All the best, and many thanks,

Simon


----------



## origumi

That's the whole point in this "God's Slave Song". It starts in 52:13 and continues to 53:12. The price that the slave pays for our sins is repeated again and again. Therefore no wonder that for Christians the God's Slave is their Messiah, Jesus.

Clear Hebrew explanation here: http://www.mikra-ahuvia.co.il/index2.php?id=287&lang=HEB&catId=14

מוסר musar is of root יסר - to suffer. Compare to Jeremiah 30:14 כי מכת אויב הכיתיך מוסר אכזרי.


----------



## seitt

Many thanks.

I think I might be beginning to see – is it the idea of ‘chastisement FOR our peace’, ‘chastisement FOR THE SAKE OF our peace’?


----------



## origumi

Literally: the suffering / chastisement / price of our peace (= that is being paid for our peace) is on him (= on his expense).


----------



## Ali Smith

Doesn't מוּסָר literally mean 'discipline/education' or 'warning'? It's the participle from hof'al ס-ר-ר, isn't it?


----------



## JAN SHAR

I think musar means ethics, morals, principles.


----------



## Ali Smith

JAN SHAR said:


> I think musar means ethics, morals, principles.

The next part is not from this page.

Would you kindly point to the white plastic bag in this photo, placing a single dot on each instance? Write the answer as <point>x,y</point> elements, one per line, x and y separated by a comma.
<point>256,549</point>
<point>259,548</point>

Yes, in _modern _Hebrew it does.


----------



## JAN SHAR

If the root really is geminate, then we would expect compensatory lengthening, wouldn't we? The root is more likely ס-ו-ר.


----------



## Drink

Which syllable of which word would you expect to be lengthened that isn't?


----------